Alone, Mrs. Ramsay knits and gazes out at the lighthouse, thinking that children never forget harsh words or disappointments. She enjoys her respite from being and doing, since she finds peace only when she is no longer herself. Without personality, in a “wedge-shaped core of darkness,” she rids herself of worry. She suddenly becomes sad, and thinks that no God could have made a world in which happiness is so fleeting and in which reason, order, and justice are so overwhelmed by suffering and death. From a distance, Mr. Ramsay sees her and notices her sadness and beauty. He wants to protect her, but hesitates, feeling helpless and reflecting that his temper causes her grief. He resolves not to interrupt her, but soon enough, sensing his desire to protect her, Mrs. Ramsay calls after him, takes up her shawl, and meets him on the lawn.

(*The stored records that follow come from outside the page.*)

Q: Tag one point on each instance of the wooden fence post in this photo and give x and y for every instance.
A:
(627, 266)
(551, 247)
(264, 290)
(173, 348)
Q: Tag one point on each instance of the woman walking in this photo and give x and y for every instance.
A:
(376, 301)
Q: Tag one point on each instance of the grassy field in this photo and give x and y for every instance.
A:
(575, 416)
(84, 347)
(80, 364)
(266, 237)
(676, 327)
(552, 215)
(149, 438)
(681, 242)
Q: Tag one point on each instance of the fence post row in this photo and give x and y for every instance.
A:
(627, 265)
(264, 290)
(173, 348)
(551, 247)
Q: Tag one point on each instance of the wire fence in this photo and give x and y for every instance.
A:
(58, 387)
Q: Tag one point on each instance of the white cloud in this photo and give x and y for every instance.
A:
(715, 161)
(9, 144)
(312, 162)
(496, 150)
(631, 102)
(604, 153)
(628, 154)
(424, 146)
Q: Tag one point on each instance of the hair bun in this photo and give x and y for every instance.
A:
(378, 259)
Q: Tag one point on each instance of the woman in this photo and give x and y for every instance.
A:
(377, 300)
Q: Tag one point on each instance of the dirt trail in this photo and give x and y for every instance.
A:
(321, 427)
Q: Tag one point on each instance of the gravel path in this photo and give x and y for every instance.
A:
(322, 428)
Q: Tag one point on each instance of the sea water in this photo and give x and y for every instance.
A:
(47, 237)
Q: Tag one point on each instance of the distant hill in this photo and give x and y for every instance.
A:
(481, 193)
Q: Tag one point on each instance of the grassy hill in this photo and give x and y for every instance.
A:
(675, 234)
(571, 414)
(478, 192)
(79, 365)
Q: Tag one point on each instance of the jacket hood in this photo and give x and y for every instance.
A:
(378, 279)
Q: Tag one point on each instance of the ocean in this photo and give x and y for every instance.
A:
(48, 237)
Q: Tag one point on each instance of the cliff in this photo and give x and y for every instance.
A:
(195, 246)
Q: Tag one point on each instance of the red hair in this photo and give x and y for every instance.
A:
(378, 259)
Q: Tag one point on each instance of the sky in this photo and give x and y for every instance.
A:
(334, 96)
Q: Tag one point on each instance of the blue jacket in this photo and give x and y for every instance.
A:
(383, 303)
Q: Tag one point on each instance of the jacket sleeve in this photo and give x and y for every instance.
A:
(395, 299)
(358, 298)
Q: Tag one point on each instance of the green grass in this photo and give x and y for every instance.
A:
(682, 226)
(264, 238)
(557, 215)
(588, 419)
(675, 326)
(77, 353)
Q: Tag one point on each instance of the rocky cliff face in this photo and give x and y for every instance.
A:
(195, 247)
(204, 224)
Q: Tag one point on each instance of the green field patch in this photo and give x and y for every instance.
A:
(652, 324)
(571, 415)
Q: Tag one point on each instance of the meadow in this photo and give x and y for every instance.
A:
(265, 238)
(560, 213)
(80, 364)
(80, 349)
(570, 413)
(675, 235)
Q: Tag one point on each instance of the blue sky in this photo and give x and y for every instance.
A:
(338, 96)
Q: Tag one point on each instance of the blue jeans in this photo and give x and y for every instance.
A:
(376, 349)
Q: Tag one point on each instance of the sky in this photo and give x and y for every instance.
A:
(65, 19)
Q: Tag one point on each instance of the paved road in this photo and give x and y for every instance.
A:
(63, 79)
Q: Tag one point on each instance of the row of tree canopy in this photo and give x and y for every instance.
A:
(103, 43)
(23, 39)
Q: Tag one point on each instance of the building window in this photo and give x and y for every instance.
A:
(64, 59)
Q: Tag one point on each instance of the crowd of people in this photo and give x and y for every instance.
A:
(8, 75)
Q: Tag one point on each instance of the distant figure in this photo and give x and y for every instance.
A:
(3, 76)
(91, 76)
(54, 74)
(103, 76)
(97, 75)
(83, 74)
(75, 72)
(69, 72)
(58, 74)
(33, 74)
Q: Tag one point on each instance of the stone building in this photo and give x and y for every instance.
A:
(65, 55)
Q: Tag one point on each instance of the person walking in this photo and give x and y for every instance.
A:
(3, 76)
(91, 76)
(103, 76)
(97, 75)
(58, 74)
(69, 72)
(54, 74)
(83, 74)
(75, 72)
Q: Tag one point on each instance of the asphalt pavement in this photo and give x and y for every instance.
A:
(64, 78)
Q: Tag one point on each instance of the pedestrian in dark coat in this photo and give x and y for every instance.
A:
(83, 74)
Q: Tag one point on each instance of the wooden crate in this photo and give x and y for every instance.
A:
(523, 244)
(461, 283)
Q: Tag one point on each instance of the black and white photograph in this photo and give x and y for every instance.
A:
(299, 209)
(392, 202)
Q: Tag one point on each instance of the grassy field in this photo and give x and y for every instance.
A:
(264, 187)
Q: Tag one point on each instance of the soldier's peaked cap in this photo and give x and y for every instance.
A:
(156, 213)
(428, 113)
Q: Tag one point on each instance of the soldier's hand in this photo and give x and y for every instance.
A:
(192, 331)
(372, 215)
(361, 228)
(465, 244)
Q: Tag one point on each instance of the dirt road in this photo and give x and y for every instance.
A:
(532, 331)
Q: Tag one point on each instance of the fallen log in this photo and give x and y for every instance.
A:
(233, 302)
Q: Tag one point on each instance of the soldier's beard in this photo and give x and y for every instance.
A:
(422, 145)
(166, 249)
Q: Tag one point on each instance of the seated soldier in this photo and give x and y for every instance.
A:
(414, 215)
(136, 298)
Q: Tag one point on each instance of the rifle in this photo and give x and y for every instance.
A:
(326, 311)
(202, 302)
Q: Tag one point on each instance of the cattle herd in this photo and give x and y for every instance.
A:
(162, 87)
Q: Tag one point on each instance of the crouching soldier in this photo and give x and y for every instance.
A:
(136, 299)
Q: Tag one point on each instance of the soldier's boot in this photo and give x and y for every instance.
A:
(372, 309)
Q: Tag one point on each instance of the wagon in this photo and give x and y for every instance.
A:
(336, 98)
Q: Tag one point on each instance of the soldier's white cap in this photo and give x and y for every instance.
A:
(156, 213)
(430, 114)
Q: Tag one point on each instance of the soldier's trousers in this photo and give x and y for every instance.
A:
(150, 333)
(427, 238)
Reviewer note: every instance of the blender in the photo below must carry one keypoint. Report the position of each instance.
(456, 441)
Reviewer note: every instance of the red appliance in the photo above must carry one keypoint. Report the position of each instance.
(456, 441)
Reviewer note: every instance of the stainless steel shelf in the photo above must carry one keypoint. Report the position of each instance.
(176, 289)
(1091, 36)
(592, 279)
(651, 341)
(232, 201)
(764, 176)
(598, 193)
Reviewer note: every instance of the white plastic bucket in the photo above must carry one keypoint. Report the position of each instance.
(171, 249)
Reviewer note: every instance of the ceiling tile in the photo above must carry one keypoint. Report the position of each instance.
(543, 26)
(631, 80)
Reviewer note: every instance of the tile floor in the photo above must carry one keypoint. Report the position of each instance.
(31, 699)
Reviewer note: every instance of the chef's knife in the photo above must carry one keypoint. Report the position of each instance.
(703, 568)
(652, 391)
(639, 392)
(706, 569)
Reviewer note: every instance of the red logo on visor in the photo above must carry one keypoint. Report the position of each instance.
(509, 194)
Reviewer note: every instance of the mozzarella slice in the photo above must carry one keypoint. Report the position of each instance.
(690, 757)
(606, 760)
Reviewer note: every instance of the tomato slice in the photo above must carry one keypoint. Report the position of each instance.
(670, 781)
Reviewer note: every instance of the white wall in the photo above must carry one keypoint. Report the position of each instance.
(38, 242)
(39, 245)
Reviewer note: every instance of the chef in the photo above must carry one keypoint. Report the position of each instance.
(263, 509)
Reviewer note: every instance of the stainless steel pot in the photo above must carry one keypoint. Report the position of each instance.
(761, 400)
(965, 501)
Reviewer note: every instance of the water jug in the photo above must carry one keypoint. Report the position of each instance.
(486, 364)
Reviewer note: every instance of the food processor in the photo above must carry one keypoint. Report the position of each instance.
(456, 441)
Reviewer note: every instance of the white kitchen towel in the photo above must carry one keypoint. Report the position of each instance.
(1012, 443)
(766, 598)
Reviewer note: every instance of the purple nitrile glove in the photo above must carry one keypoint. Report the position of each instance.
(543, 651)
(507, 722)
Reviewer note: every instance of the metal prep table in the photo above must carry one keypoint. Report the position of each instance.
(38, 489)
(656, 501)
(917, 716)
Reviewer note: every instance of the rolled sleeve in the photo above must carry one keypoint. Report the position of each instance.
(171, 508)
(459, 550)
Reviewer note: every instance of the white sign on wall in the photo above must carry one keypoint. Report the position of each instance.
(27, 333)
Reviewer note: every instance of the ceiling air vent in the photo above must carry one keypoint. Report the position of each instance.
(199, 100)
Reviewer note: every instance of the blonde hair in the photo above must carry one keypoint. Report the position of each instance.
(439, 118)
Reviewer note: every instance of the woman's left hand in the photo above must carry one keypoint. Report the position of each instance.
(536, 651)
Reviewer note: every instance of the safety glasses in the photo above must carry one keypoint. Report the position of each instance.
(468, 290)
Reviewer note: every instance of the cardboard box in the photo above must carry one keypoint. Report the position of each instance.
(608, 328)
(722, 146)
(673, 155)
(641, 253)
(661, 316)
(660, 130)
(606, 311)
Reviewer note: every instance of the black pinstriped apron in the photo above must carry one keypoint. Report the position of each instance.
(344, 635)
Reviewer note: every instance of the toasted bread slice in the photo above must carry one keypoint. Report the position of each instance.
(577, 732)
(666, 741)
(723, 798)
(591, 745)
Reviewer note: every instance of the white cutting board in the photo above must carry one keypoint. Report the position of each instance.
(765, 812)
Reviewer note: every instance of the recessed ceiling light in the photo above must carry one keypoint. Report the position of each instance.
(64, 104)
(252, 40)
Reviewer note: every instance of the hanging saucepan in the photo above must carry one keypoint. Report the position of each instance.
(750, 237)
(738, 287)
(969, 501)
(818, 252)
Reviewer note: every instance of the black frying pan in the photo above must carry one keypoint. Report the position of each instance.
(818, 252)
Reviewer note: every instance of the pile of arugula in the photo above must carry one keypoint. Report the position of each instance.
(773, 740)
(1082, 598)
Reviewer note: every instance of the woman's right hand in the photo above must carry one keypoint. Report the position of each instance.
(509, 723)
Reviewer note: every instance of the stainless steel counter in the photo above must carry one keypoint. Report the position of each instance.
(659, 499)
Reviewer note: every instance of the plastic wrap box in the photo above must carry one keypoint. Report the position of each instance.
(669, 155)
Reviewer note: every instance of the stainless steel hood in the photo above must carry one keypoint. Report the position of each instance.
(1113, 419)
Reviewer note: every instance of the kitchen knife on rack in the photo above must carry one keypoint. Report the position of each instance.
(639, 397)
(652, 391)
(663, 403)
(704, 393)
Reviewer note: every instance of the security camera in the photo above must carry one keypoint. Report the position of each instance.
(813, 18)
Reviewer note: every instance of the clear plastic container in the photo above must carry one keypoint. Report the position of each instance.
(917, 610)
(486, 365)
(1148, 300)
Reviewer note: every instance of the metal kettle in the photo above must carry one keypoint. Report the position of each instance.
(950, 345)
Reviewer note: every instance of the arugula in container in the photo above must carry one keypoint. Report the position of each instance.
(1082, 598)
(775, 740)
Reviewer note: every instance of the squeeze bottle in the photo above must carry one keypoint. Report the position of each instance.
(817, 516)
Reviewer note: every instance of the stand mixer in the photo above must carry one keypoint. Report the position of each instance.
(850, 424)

Analysis: The Window: Chapters 9–11

While Mrs. Ramsay’s reliance on intuition contrasts with her husband’s aloofness and self-interest, she shares with him a dread of mortality. Mrs. Ramsay’s mind seizes “the fact that there is no reason, order, justice.” It is only in her “wedge-shaped core of darkness” that she escapes “being and doing” enough to be herself. She realizes that happiness is, without exception, fleeting and ephemeral. Refrains of “children never forget” and “the greenhouse would cost fifty pounds” and other expressions of domestic anxiety break into her peace and solitude and advance the notion that life is transactional. However, it is exactly this awareness of death and worry that make her moments of wholeness so precious to her. Her sense of the inevitability of suffering and death lead her to search for such moments of bliss.

According to Mr. Ramsay’s conception of human thought, Mrs. Ramsay may not be as far along in the alphabet as he, but she has surpassed her husband in one important respect. Unlike Mr. Ramsay, she is able to move beyond the “treacheries” of the world by accepting them. Mr. Ramsay, on the other hand, becomes so mired in the thought of his own mortality that he is rendered helpless and dependent upon his wife.

Lily’s complicated reaction to Mrs. Ramsay in this section advances the novel’s discussion of gender by introducing a character who lives outside accepted gender conventions. As a single woman who, much to Mrs. Ramsay’s chagrin, shows little interest in marrying, Lily represents a new and evolving social order and raises the suspicions of several characters. Mrs. Ramsay suggests that she cannot know life completely until she has married, while Charles Tansley insists that women were not made to be painters or writers. Lily’s refusal to bow to these notions, however, testifies to her commitment to living as an independent woman and an artist. Indeed, by rejecting these once universally held beliefs, Lily creates a parallel between her life and her art. On canvas, she does not mean to make an assertion of objective truth; instead, she hopes to capture and preserve a moment that appears real to her. Her determination to live her life according to her own principles demands as great a struggle and commitment as her painting.

Woolf’s pairing of Lily with Mrs. Ramsay highlights her interest in the relationships among women outside the realm of prescribed gender roles. Mrs. Ramsay takes on the conventional roles of wife and mother and accepts the suffering and anxiety they bring. At the same time, she remains aware of her power: “Was she not forgetting how strongly she influenced people?” Lily rejects gender conventions, but she remains plagued by artistic self-doubt and feels that others’ notice of her work somehow takes the work away from her. Woolf uses the relationship between these women to show the detrimental effect of male society on female artistic vision, and to illustrate the potential intimacy and complexity of such relationships.